We started to talk about the big party we would throw you for your fourth birthday, where we would invite all your friends from the hospital and all your friends and family from home, and we would celebrate. We would blow up water balloons, and you would throw them at the cats (that’s another thing you did last year), and you would have as much ice cream as you wanted, and we would listen to your favorite music and dance and dance and dance. We would celebrate being leukemia-free.

I remember a few weeks after your bone marrow infusion, when you started feeling a little better, enough to do some eating, and I said, “It seems like you’re feeling better, Caemon. Do you feel like you’re getting better?” You nodded and smiled. But a week or so later, after your relapse, after you started feeling really miserable, I would assure you that it would be okay, that you would get better. Every time, you would shake your head no. You knew then you weren’t going to be here much longer. You kept us in your bed with you as much as you could, and we stayed because we didn’t want to miss one more moment with our precious boy.

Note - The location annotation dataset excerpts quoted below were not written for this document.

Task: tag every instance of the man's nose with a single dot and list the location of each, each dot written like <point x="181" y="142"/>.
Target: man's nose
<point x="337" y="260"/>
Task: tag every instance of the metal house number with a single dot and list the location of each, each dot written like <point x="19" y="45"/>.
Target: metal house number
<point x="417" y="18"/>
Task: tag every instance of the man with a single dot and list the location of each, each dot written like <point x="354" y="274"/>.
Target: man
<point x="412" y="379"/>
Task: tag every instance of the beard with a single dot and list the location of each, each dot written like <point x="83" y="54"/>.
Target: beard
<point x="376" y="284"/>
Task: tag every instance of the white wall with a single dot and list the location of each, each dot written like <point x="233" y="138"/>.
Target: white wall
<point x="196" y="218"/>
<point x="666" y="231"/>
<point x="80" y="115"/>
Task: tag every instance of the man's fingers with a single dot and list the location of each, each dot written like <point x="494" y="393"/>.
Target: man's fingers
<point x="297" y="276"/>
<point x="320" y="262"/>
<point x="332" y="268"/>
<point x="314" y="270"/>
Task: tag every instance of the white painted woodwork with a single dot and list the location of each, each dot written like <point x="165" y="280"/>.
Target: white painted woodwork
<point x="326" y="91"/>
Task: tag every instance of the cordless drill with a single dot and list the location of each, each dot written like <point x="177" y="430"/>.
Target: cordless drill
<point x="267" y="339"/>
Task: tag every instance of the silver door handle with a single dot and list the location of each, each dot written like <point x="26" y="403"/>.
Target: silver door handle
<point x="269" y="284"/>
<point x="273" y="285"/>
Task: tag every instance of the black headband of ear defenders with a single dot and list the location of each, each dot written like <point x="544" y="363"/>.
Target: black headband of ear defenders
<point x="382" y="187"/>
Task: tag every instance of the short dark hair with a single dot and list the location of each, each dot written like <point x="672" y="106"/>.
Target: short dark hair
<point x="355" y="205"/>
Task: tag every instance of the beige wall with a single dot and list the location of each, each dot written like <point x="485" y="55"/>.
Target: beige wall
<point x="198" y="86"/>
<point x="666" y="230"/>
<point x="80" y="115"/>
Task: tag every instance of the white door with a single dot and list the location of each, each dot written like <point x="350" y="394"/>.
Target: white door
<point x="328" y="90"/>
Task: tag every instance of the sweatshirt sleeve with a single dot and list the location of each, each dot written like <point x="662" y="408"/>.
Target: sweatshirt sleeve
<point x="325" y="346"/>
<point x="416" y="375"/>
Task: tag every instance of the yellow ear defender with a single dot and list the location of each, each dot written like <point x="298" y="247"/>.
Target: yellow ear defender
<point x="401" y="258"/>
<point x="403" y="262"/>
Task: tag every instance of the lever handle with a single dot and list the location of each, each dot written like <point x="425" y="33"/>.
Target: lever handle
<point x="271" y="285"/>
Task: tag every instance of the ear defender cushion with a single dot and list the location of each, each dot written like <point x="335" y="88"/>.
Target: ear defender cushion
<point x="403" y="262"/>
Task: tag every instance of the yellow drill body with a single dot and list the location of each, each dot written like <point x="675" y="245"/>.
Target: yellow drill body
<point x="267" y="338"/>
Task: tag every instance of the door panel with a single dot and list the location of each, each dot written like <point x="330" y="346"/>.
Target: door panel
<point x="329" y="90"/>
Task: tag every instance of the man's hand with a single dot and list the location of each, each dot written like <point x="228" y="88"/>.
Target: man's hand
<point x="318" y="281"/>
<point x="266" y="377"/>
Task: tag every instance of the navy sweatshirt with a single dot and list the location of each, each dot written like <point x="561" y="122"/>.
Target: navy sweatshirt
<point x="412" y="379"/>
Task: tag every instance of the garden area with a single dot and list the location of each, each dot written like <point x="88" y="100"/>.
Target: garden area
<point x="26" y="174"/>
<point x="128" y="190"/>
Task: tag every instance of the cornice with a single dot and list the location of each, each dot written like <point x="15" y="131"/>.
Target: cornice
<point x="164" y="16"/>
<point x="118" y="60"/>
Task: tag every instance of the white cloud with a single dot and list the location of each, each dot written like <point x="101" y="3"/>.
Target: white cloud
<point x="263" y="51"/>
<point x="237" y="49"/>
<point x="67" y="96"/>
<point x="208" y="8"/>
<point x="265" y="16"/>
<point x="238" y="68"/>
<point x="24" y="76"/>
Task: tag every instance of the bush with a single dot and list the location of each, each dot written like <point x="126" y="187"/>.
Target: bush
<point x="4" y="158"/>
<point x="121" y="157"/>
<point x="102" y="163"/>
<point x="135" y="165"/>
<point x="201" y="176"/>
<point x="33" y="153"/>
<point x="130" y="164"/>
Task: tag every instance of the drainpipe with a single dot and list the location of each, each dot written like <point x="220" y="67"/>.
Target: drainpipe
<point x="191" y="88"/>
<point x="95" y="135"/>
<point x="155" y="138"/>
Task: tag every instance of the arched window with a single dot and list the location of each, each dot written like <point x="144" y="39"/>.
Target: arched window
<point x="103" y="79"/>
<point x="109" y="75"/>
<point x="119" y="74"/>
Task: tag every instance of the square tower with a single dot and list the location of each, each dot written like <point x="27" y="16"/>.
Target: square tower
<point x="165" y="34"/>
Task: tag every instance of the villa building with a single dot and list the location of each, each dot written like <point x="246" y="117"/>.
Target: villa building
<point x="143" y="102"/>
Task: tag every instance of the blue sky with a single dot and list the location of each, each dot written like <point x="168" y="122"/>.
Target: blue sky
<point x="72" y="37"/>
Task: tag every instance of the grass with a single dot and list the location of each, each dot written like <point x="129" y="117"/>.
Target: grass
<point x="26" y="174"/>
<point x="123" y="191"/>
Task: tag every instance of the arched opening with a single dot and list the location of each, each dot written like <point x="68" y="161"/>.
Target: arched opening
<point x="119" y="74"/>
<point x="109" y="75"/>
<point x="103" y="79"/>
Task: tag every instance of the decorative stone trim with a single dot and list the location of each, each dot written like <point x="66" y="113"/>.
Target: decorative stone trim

We didn’t get to throw you that fourth birthday party, not the one we talked about. Today, we’re throwing a different kind of party instead, one that you would absolutely love. You see, today, I went teaching with mama. I’m sitting at her school, in her very cool office with the little fridge you liked so much. In a few moments, I’m going to go hang out with people who have a whole bunch of medical supplies: they have blood pokers and different colors of Coban. They have tubing and alcohol swabs and syringes and vials for labs. Lots of people are going to come and get poked and give their blood for kids like you. They’re going to help save kids’ lives so that they can celebrate their fourth and fifth and eighth and fiftieth birthdays. I know you would approve. I wish you could be here to show them how to hook up the tubes, how to hold still when the poker goes in, how to make friends with all the machines.

But mostly, I’m feeling a little selfish. I really just wish you were here so that I could hold you in my arms, kiss your whole face, see that brilliant smile, hear that infectious giggle, and feel the most wonderful feeling in the world again, the feeling I learned about four years ago today: the feeling of being your mommy. I love you more than the ocean and the moon and the stars. I will miss you for the rest of my life.

Happy birthday, my love, my light, my beautiful Caemon.